TopJetCombination
Top Jet Combination
This study is actually done with sisCone05 jets calibrated at L2L3 level.
The selection of jets happens in different steps:
0. Jet cleaning
electron removal done in PAT-L0
1. Jet rejection
use of the JetRejectorTool (ported in CMSSW_2_2_3 by Ilaria)
2. Selection of a collection of 4 jets
tools & study performed by Gregory
3. Selection of a combination in a 4 jets collection: MVA package
Tuning of variables for MVA package (Joris)
- A list of >80 variables is implemented and can be found in (code is compatible with TQAF tag V04-07-01)
/user/jmmaes/CMSSW/CMSSW_2_2_4_v1/CMSSW_2_2_4/src/TopQuarkAnalysis/TopTools/interface/TtSemiLepJetComb.h
Due to Recent changes in TQAF this file became incompatible
- For this list the MVA trainer is used to make the distributions for signal and background in two cases
- case1: The 4 top jet candidates are selected from the 6 jets with highest pt. The 4 jets are chosen according the chi square method in the jet selection tool of gregory (see previous section)
- case2: The 4 top jet candidated are the 4 highest pt jets
in the following locations you can find the complete cfg file used to produce the root files containing signal and background plots
/user/jmmaes/CMSSW/CMSSW_2_2_4_v1/CMSSW_2_2_4/src/TopQuarkAnalysis/TopJetCombination/test/caseX/ttSemiLepJetCombMVATrainer_muons_cfg.py
- The root files created are in
/msa1/TopGroup/Results/TopJetCombination/SValues/root/train_monitoring_caseX.root
- For the list of all variables a separation power is calculated, two definitions are used to calculated S:
- The overlapping area of the (normalized) signal and background histograms (surface)

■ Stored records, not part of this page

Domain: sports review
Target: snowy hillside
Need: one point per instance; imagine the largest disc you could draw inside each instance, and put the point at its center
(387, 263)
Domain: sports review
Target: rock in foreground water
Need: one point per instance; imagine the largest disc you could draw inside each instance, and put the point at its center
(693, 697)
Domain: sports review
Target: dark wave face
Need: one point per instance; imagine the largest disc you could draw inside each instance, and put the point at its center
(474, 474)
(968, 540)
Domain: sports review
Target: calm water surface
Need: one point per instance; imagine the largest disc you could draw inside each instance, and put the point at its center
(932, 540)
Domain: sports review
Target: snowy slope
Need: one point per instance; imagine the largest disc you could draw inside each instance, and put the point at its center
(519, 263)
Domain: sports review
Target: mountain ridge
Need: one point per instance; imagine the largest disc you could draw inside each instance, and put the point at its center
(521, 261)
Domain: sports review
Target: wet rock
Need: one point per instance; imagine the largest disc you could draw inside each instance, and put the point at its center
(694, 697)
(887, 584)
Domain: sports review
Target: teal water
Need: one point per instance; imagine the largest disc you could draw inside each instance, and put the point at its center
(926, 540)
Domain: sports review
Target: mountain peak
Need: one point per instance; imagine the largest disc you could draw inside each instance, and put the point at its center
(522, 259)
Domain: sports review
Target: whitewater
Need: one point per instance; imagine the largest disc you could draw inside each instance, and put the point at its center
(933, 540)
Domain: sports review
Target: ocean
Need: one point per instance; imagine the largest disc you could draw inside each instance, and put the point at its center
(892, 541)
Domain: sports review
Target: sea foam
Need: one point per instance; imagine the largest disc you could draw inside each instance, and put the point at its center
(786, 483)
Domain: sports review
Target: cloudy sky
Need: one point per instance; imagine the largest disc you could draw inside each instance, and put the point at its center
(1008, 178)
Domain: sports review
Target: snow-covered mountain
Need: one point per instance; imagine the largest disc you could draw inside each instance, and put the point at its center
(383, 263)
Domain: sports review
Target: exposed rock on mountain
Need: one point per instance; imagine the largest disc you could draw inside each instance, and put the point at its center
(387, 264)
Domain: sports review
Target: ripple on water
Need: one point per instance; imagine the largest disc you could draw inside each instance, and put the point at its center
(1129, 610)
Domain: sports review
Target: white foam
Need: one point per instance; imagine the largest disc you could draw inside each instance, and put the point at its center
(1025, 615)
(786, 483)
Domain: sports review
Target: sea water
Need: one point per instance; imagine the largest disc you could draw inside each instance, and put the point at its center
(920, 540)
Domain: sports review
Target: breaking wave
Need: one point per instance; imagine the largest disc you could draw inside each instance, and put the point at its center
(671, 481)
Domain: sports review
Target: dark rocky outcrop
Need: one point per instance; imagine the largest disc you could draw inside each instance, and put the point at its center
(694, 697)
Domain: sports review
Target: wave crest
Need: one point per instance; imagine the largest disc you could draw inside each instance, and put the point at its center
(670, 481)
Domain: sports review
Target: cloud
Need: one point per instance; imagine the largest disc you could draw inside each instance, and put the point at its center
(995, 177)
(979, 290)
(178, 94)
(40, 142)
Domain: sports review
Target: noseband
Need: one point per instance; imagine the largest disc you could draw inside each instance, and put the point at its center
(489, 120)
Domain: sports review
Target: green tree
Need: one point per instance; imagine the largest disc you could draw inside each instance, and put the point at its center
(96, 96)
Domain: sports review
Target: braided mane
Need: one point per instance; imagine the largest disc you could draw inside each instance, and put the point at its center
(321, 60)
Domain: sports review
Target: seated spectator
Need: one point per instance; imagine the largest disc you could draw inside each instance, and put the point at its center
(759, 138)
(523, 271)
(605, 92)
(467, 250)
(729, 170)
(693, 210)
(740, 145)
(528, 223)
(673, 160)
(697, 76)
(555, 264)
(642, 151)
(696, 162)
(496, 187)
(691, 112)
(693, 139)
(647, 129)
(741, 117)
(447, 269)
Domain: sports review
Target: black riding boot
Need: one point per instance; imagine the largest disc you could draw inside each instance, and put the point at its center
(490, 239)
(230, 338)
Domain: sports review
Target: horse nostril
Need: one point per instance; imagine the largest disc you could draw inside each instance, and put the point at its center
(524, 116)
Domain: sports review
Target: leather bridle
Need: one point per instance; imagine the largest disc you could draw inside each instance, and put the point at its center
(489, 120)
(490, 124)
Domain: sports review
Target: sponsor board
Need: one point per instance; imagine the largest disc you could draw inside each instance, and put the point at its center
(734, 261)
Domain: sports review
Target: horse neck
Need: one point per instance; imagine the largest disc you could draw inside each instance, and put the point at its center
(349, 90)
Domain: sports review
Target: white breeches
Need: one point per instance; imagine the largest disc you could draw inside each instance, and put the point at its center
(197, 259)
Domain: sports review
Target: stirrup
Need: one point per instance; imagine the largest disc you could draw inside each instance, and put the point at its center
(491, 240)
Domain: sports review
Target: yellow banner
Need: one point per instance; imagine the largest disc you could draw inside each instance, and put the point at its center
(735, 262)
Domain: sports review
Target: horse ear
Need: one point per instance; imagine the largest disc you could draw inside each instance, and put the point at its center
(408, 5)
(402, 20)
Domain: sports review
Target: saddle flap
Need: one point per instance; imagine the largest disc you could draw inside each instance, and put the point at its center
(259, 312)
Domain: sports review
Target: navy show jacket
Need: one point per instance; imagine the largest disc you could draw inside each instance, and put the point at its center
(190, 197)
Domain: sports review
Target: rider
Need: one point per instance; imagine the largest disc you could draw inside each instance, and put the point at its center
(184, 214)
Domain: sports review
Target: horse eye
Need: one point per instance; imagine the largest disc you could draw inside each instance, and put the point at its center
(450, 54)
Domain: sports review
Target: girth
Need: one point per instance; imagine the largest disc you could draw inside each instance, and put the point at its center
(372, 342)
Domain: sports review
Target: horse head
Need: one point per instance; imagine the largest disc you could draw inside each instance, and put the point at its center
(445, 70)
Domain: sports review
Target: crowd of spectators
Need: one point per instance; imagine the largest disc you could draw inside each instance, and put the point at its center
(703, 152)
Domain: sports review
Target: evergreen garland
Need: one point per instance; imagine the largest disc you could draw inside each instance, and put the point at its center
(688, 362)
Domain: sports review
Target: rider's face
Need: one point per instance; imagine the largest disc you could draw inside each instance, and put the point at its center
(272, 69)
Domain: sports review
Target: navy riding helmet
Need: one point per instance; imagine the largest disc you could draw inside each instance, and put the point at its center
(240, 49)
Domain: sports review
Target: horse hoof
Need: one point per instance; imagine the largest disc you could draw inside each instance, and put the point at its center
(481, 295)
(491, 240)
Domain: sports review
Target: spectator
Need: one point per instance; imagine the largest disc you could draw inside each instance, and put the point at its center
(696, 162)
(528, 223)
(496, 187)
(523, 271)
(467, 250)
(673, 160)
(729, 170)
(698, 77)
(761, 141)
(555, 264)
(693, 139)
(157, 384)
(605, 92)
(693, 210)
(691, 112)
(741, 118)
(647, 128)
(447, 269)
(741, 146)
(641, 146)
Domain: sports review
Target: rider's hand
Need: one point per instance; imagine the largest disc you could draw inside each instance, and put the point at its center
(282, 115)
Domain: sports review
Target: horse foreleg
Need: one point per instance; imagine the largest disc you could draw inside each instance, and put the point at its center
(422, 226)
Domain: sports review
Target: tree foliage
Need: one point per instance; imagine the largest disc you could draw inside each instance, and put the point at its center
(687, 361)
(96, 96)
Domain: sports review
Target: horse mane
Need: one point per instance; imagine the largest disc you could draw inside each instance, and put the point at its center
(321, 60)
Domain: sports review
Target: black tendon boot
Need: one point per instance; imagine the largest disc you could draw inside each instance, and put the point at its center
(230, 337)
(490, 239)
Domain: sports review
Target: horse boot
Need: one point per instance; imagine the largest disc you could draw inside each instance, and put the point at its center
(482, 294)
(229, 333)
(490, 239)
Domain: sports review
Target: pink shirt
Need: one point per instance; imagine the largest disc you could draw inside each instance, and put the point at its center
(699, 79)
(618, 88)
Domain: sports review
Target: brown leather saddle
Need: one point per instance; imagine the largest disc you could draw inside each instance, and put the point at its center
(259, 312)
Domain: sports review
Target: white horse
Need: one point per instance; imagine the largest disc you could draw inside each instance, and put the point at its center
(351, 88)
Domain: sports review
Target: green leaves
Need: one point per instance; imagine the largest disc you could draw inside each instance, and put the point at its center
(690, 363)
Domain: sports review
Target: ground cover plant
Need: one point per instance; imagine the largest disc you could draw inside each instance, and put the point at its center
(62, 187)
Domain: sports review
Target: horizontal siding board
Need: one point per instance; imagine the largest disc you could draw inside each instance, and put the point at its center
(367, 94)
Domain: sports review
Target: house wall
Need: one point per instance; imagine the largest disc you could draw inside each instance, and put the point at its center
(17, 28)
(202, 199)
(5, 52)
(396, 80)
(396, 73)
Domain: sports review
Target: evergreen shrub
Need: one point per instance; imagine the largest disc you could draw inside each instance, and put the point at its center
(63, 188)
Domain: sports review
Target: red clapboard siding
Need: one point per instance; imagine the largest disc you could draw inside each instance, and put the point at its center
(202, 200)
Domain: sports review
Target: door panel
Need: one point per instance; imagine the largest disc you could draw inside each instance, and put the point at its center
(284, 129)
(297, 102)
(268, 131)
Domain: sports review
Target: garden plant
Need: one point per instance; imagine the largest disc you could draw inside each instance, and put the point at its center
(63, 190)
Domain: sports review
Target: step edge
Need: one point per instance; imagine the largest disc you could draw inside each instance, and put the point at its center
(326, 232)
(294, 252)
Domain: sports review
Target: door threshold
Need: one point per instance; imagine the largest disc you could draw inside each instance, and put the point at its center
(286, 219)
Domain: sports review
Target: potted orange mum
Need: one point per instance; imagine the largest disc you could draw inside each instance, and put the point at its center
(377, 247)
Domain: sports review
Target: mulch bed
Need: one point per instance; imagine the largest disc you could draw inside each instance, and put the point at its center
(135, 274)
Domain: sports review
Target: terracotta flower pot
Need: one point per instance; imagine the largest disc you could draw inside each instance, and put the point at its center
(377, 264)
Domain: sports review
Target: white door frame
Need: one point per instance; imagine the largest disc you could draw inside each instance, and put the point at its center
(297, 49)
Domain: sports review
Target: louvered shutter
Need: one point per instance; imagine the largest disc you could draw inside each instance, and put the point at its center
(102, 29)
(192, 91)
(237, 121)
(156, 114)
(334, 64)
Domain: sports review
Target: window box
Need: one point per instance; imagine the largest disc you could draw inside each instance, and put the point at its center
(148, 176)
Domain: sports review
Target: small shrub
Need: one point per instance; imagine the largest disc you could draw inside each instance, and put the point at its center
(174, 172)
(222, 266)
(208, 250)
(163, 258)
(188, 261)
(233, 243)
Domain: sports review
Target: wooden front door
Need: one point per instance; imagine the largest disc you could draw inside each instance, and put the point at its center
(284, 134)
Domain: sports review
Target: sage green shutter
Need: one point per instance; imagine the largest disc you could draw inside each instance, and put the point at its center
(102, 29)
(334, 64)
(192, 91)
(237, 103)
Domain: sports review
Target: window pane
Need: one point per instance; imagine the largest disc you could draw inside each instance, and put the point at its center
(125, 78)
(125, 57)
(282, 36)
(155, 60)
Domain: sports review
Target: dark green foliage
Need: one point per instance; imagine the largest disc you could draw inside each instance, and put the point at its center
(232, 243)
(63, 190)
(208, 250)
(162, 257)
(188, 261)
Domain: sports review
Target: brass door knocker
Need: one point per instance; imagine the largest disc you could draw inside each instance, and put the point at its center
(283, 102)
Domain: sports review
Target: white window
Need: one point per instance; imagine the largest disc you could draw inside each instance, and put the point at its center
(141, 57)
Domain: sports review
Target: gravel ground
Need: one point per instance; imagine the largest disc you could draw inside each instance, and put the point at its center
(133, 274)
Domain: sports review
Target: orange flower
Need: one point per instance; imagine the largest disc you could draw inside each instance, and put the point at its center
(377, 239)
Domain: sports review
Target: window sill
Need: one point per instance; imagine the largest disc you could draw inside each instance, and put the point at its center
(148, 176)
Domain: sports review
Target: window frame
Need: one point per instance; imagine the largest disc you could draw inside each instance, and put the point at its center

- The maximum value of the scan of the multiplication of efficiency for signal times 1-efficiency for background (pte)
The code for calculating S can be found in
/user/jmmaes/CMSSW/CMSSW_2_2_4_v1/CMSSW_2_2_4/src/Svalue/DistributionAnalyzer.C
The list of S values for the 2 cases X times the 2 definitions Y is located in
/msa1/TopGroup/Results/TopJetCombination/SValues/table/caseX_Y.txt
The main conclusion is that the ordering of the variables doesn't change significantly when using another definition. Also when selecting the 4 jets from the 6 highest pt jets the relative ranking of the variables w.r.t. separation power stays the same
- To make a selection of O(5) variables we have to take into account the correlation between them. This list is also in the former text file.
- The list of 5 variables looks like this (numbering comes from the 81 variables)
- 1. mass of hadronic W (massHadW)
- 80. sum of b-tag discriminant value of leptonic b and hadronic b (sumBTag1HadBLepB)
- 78. relative pt of the hadronic top (relPtHadTop)
- 53. delta theta between leptonic b and hadronic top (deltaThetaLepBHadTop)
- 50. delta theta between leptonic b and muon (deltaThetaLepBLepton)
- The plots of the variables Z can be found in
/msa1/TopGroup/Results/TopJetCombination/SValues/image/varZ_caseX.png
- The correlation between these 5 variables is made from the train_monitoring.root files of petra. The numbering of the variables is different from the previous section. The plots for both cases X can be found in
/msa1/TopGroup/Results/TopJetCombination/SValues/image/ProcMatrix_rot_caseX.png
- The numbering of the variables is (1:"massHadW",2:"deltaThetaLepBLepton",3:"deltaThetaLepBHadTop",4:"relPtHadTop",5:"sumBTag1HadBLepB")
- in the txt files you can find explicitly the value of the correlation
/msa1/TopGroup/Results/TopJetCombination/SValues/table/caseX_corr.txt
Study of MVA tool (Petra)
- MVA tools: NN & LR are performed by Petra